A: You don't mention if your walkway is in the sun or shade, so here are some varieties for each: I like all of the barrenworts for edging in shade, but Epimedium youngianum stays somewhat smaller than the rest. Also, try golden variegated Japanese forest grass, lungwort and dwarf goatsbeard.
There are many more choices for a sunny walkway. Eliminating varieties such as catmint that tend to be too aggressive for narrow walkways, it still leaves gems such as moss phlox, dwarf sedges, pussytoes, cheddar pinks, and two of my very favorites Geranium catabrigiense "St. Ola" and Campanula portenschlagiana.
Q: I'm having a problem with black vine weevils. A nurseryman suggested applying Orthene, but I'd prefer a non-chemical treatment. Is there one that's effective?
A: Parasitic nematodes have proven as effective as chemicals in controlling black vine weevils.

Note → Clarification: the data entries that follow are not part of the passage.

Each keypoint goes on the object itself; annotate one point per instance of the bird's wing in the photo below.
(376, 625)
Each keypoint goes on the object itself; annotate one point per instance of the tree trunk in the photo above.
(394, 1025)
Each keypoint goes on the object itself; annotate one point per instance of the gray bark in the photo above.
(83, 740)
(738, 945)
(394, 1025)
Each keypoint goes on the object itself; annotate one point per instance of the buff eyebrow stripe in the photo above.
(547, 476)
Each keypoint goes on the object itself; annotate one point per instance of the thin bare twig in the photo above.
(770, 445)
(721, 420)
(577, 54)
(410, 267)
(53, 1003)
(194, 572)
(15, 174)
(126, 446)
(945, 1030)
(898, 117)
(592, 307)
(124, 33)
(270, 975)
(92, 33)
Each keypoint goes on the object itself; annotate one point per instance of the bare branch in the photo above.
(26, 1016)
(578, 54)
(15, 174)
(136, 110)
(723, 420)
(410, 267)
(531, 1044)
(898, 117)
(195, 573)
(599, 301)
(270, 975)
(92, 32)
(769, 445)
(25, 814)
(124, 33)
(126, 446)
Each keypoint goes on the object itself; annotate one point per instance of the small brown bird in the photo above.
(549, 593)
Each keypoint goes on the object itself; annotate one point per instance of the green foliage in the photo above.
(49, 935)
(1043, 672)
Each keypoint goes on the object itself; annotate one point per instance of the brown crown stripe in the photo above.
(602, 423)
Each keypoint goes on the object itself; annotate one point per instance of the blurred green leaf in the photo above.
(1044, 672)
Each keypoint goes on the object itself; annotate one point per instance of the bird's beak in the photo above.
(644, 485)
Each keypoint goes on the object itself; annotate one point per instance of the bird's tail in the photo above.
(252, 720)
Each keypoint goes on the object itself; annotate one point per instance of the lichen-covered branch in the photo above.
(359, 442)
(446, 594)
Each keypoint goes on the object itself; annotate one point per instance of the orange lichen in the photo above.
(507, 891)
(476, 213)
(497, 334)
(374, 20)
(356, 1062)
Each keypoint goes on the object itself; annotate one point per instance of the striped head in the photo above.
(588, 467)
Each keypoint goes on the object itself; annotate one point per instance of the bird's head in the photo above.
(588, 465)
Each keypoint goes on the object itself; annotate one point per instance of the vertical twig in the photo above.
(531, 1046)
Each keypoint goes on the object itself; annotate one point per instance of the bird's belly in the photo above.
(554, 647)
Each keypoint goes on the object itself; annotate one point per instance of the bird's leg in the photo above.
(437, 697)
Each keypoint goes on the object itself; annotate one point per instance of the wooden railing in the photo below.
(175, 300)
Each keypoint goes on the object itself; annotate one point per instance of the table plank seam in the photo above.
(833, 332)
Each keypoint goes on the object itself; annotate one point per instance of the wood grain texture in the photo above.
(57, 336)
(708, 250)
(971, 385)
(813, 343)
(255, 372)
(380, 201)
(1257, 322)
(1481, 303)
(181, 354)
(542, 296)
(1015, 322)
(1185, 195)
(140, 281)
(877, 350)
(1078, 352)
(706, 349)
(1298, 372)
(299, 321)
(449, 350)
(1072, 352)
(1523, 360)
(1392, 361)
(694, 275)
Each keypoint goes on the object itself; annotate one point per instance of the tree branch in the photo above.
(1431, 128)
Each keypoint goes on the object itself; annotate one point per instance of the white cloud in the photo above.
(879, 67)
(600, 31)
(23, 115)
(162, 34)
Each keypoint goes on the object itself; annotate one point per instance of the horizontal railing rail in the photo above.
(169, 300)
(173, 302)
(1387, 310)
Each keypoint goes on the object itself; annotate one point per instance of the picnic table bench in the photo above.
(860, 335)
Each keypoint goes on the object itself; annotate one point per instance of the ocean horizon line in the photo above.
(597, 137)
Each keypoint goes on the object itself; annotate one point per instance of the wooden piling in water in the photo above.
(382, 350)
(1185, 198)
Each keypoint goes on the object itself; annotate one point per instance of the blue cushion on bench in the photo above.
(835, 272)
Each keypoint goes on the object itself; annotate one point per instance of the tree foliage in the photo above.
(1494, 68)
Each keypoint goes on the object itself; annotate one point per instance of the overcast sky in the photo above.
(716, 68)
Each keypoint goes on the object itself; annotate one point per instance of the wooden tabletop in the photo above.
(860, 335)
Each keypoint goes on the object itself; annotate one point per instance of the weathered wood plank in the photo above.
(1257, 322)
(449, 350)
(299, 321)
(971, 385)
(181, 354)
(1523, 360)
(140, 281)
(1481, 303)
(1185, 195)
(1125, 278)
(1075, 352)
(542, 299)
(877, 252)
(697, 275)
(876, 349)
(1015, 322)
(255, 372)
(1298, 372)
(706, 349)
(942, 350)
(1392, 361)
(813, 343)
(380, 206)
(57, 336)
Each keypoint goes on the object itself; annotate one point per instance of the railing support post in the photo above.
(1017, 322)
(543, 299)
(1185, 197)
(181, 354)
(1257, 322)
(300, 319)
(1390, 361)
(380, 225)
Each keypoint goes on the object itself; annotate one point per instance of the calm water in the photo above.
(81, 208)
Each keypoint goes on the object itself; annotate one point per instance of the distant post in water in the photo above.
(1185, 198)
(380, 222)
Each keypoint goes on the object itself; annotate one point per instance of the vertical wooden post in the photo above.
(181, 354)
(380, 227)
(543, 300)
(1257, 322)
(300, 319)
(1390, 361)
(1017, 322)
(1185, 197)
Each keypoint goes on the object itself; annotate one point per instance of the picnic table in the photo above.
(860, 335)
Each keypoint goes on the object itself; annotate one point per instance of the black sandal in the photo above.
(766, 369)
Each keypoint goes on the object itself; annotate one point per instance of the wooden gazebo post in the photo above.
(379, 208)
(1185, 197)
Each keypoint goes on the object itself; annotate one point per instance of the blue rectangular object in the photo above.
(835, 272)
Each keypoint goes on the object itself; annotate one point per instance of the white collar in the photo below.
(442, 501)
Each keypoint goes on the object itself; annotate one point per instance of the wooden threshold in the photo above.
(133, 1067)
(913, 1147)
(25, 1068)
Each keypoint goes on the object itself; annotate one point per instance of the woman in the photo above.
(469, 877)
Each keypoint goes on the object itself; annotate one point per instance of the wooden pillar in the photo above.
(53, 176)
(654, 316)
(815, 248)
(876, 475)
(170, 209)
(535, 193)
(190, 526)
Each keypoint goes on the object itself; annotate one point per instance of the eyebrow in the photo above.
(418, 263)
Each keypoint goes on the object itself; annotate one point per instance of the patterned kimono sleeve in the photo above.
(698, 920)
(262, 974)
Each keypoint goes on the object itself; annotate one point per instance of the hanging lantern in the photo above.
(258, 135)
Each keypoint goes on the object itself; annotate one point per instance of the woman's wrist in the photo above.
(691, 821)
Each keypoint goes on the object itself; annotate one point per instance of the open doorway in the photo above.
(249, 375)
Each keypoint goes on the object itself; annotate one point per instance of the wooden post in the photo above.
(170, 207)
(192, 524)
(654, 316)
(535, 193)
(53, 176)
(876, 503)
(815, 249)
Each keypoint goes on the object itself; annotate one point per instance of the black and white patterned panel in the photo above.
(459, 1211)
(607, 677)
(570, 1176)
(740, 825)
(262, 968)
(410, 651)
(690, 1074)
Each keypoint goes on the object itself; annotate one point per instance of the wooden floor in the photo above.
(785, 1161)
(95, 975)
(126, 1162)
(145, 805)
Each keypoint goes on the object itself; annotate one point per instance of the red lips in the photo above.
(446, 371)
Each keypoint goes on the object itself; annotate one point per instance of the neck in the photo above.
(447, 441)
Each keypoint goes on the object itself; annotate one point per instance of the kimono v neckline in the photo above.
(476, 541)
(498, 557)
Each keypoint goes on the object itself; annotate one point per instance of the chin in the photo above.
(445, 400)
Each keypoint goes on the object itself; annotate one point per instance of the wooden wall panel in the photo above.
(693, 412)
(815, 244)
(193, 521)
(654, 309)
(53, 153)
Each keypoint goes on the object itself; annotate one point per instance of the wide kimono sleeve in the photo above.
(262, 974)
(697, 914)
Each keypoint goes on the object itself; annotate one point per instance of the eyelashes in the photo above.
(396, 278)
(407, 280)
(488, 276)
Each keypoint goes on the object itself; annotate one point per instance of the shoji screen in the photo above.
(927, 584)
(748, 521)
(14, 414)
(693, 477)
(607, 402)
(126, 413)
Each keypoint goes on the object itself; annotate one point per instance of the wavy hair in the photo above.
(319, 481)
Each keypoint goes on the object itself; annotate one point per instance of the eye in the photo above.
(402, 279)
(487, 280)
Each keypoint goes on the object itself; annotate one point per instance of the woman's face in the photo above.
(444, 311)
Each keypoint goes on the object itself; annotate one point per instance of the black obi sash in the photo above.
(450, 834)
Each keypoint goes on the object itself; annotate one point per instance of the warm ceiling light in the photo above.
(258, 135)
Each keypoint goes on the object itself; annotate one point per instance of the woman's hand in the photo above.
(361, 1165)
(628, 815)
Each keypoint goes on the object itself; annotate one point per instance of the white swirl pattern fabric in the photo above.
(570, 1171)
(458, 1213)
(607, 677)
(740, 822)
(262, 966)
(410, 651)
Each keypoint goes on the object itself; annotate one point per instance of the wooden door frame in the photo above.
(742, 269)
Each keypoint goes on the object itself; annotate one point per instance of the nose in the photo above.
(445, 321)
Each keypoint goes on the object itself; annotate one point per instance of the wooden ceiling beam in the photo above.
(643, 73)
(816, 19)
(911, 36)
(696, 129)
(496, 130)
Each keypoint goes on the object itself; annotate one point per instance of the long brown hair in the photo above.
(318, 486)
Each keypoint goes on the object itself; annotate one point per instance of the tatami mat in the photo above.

Of the two types most widely available, Heterorhabditis is much more efficient nearly 100 percent at killing black vine weevil larvae than Steinernema. Parasitic nematodes are safe to apply and have minimal impact on beneficials. Purchase them through garden supply catalogs that specialize in biological pest control.
Q: I've been advised to use sod instead of seed for my new lawn, but it's so much more expensive. Does sod really produce a better lawn?
A: In the long run, no. Seed produces just as good a lawn as sod, perhaps better, since you can customize a turfgrass mix to match your site. However, if you need a lawn quickly, or you must plant outside the narrow window of opportunity recommended for seeding a new lawn (early fall is best, early spring a distant second choice), choose sod. A sod lawn can be ready for moderate play within a few weeks; depending on conditions, a lawn that is started from seed can take several months.
(Lindsay Bond Totten, a horticulturist, writes about gardening for Scripps Howard News Service.)